How-To Get the Most Out of Your Home Office Deductions

home office

The home office deduction could be worth a lot of money.

If you run a small business in your home, it might be challenging to find valid deductions to help save on your taxes. Especially if you work online, where it’s unlikely the cost of physical goods, shipping, or employee wages will help offset your income.

There are a few things you can claim, though, to reduce what you owe the IRS. One of the biggest areas for deductions is your home office.

What a Home Office is, and is Not

Per the IRS definition, a home office is “a portion of your home set aside exclusively for business use.” You have to be able to show that your home office doesn’t serve any other purpose.
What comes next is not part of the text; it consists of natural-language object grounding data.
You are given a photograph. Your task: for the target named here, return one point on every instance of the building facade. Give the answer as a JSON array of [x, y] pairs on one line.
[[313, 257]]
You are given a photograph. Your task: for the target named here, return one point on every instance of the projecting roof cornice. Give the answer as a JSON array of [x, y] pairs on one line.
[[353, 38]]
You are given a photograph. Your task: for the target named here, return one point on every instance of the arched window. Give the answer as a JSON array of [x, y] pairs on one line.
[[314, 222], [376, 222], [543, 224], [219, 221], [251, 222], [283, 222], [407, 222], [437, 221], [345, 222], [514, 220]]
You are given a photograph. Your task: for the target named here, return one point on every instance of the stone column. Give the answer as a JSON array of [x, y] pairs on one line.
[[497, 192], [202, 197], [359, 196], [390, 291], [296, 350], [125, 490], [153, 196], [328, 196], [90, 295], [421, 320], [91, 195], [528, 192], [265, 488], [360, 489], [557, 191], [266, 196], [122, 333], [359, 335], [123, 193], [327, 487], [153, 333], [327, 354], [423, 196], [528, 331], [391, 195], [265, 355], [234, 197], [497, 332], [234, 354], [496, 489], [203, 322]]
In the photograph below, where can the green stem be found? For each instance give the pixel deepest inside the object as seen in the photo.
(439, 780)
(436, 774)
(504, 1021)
For instance, even if you do most of your work at the kitchen table, you won’t be able to claim the kitchen – or even part of it – as a home office because the IRS knows other personal business goes on there.
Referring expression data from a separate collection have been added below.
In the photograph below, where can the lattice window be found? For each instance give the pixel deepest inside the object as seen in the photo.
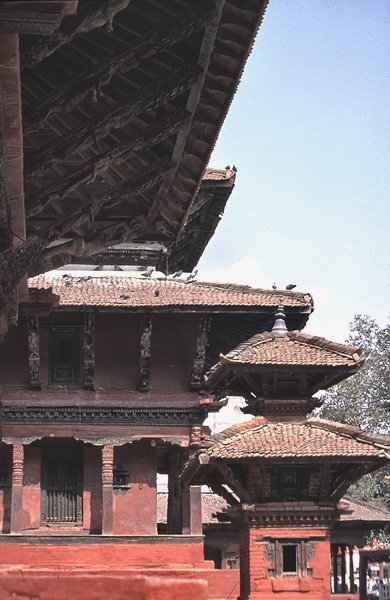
(62, 485)
(64, 355)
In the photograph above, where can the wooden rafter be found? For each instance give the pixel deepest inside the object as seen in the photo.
(204, 60)
(89, 351)
(86, 216)
(159, 131)
(93, 81)
(145, 354)
(196, 379)
(99, 127)
(34, 360)
(231, 480)
(99, 15)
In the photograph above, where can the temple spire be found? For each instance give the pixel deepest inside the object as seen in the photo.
(280, 329)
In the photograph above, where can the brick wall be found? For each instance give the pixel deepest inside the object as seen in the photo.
(257, 583)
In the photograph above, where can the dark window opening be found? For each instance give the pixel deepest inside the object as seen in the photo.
(64, 355)
(289, 558)
(62, 485)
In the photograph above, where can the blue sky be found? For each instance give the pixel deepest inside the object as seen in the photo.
(309, 133)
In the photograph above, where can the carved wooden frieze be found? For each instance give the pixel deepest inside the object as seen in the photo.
(196, 380)
(33, 352)
(17, 465)
(108, 465)
(145, 354)
(103, 415)
(89, 351)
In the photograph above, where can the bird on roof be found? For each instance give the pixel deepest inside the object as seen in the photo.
(148, 272)
(192, 276)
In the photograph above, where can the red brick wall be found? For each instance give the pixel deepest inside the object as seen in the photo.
(173, 348)
(92, 495)
(31, 488)
(255, 581)
(135, 512)
(98, 556)
(93, 587)
(117, 351)
(14, 369)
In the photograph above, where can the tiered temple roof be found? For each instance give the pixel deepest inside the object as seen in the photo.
(309, 440)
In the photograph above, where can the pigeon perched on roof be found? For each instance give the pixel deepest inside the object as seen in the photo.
(192, 276)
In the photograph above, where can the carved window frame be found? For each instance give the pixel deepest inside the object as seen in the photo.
(304, 552)
(74, 333)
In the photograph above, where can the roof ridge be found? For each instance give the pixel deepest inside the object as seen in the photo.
(325, 343)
You also must be able to prove that your home office is “the principle place of business.” If you have an outside office, and only occasionally use your home office, you may not qualify for a deduction.
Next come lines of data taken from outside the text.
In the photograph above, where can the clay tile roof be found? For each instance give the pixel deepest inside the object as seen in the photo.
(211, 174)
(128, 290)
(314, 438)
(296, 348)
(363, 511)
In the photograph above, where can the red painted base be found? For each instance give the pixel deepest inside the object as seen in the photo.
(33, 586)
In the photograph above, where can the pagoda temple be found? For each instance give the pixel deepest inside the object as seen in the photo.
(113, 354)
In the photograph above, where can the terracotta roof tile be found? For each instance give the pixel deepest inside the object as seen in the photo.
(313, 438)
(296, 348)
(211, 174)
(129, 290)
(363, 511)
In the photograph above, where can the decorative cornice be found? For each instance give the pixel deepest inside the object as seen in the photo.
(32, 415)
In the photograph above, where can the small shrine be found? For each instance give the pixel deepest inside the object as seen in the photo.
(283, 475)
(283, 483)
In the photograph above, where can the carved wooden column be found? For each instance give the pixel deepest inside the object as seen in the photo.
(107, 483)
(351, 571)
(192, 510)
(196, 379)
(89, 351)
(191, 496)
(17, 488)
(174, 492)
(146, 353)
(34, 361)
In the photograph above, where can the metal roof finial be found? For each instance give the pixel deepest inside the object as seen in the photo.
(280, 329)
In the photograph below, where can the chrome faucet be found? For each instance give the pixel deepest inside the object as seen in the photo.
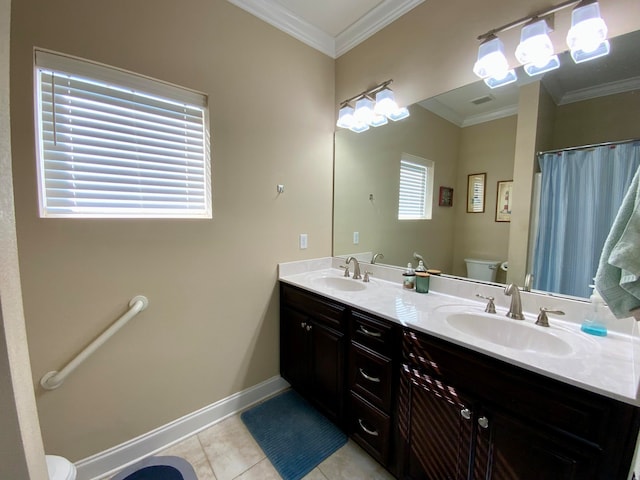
(376, 256)
(356, 268)
(515, 310)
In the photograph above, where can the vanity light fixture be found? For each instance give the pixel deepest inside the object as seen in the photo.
(587, 39)
(369, 113)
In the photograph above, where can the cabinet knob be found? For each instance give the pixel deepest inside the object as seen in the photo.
(369, 377)
(366, 430)
(369, 332)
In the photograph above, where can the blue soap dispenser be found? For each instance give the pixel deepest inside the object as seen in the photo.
(595, 323)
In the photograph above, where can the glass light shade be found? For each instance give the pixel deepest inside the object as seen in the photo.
(495, 82)
(364, 110)
(492, 61)
(345, 117)
(588, 33)
(399, 114)
(535, 46)
(385, 102)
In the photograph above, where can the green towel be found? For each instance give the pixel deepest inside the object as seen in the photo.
(618, 276)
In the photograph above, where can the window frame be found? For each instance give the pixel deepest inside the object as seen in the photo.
(428, 167)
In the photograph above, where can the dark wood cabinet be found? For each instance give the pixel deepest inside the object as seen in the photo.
(466, 416)
(313, 349)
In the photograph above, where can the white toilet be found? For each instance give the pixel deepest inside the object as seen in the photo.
(60, 468)
(478, 269)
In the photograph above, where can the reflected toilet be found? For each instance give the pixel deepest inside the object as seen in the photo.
(479, 269)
How the Home Office Deduction Works

Your home office deduction will be calculated as a percentage of all your housing expenses. For example, if you’re using a spare bedroom as your home office, you could measure the square footage of that room and compare that to the square footage of the home to figure out what percentage of space you’re using for business.

Using that figure, you can calculate how much to deduct from your taxes for mortgage interest, utilities, depreciation, and home repairs. Plus, if you do any business online, you may be able to deduct the cost of your Internet service.

Other Deductions in Your Home Office

In addition to the percentage of home expenses the home office deduction includes, don’t forget the items that actually make that room an office. Your furniture, office equipment, your computer and everything else you need to operate your business are all deductible. Your accountant or tax professional will be able to help you determine whether it makes sense to count these items as an expense or to depreciate them over a period of years. To make it easier on them, keep track of everything you spend on office equipment.

When you’re running your own business, it can seem like you’re paying a lot of taxes. That’s because some of the tax burden used to fall to your employer, and now you’re responsible for all of it. The home office deduction is one way to help offset those higher taxes, so make sure you’re claiming every square foot you’re entitled to.